Doch die Verfassungsrichter hatten bereits in der mündlichen Verhandlung durchblicken lassen, dass sie eine Neuberechnung des "Sozialgeld" genannten Kinder-Hartz-IV fordern würden und möglicherweise eine "Öffnungsklausel", damit jenseits der Pauschalen auch ein zusätzlicher Bedarf individuell geltend gemacht werden könne. Bereits während der Verhandlungen hatte der Gerichtspräsident das "Grundrecht auf Gewährleistung eines menschenwürdigen Existenzminimums" so deutlich erwähnt, dass damit zu rechnen war, dass bloße Schätzungen ohne solide empirische Grundlage keine Gnade finden würden. Ob das neue Urteil nun auch mehr Geld für Hartz-IV-Empfänger bedeutet, ist damit nicht präjudiziert. Denn die Richter haben auch erkennen lassen, dass sie die bisher gezahlten Transfersummen nicht für evident zu niedrig halten.

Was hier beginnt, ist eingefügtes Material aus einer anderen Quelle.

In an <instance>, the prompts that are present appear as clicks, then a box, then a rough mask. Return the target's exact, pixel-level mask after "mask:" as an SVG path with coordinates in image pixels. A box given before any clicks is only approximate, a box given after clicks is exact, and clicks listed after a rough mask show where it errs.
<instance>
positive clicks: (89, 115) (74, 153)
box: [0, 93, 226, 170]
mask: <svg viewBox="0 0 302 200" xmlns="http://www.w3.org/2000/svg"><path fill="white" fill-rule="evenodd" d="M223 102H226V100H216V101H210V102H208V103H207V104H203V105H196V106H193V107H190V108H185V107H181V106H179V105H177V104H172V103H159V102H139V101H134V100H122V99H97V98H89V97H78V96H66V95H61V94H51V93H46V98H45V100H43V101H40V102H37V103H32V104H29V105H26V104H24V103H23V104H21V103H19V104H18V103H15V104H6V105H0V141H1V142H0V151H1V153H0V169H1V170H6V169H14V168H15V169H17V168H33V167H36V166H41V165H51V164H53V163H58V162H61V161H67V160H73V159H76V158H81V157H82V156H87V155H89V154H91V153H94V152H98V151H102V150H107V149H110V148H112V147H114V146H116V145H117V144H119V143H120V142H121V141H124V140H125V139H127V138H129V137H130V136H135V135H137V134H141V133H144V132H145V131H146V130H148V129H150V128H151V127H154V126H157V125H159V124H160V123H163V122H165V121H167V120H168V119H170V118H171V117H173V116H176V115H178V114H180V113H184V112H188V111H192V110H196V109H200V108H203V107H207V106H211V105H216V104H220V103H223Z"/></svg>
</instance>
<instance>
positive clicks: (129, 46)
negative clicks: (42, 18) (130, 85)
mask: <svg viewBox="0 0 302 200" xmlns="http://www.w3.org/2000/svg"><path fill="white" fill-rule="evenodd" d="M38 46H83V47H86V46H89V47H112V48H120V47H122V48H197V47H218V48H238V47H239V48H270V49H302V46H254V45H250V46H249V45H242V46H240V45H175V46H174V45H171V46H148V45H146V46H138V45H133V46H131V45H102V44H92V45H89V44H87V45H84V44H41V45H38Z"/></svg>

Das aktuelle Urteil ist nicht die erste Karlsruher Ohrfeige, die der Gesetzgeber in Sachen Hartz IV einstecken muss. Schon vor gut zwei Jahren erklärten die Verfassungsrichter die örtlichen Arbeitsgemeinschaften (ARGE), die als Gemeinschaftseinrichtungen von Arbeitsagentur und Kommunen für die Bewilligung von Grundsicherung zuständig sind, für grundgesetzwidrig. Auf eine Verfassungsänderung oder eine grundgesetzkonforme Neuregelung konnten sich Bund und Länder jedoch bisher nicht verständigen. Nun werden sie nicht nur auf das Karlsruher Urteil reagieren, sondern auch diese älteren Hausaufgaben nachholen müssen. Aktuell zeichnet sich ab, dass sich die Volksparteien nun doch noch auf eine Änderung des Grundgesetzes verständigen.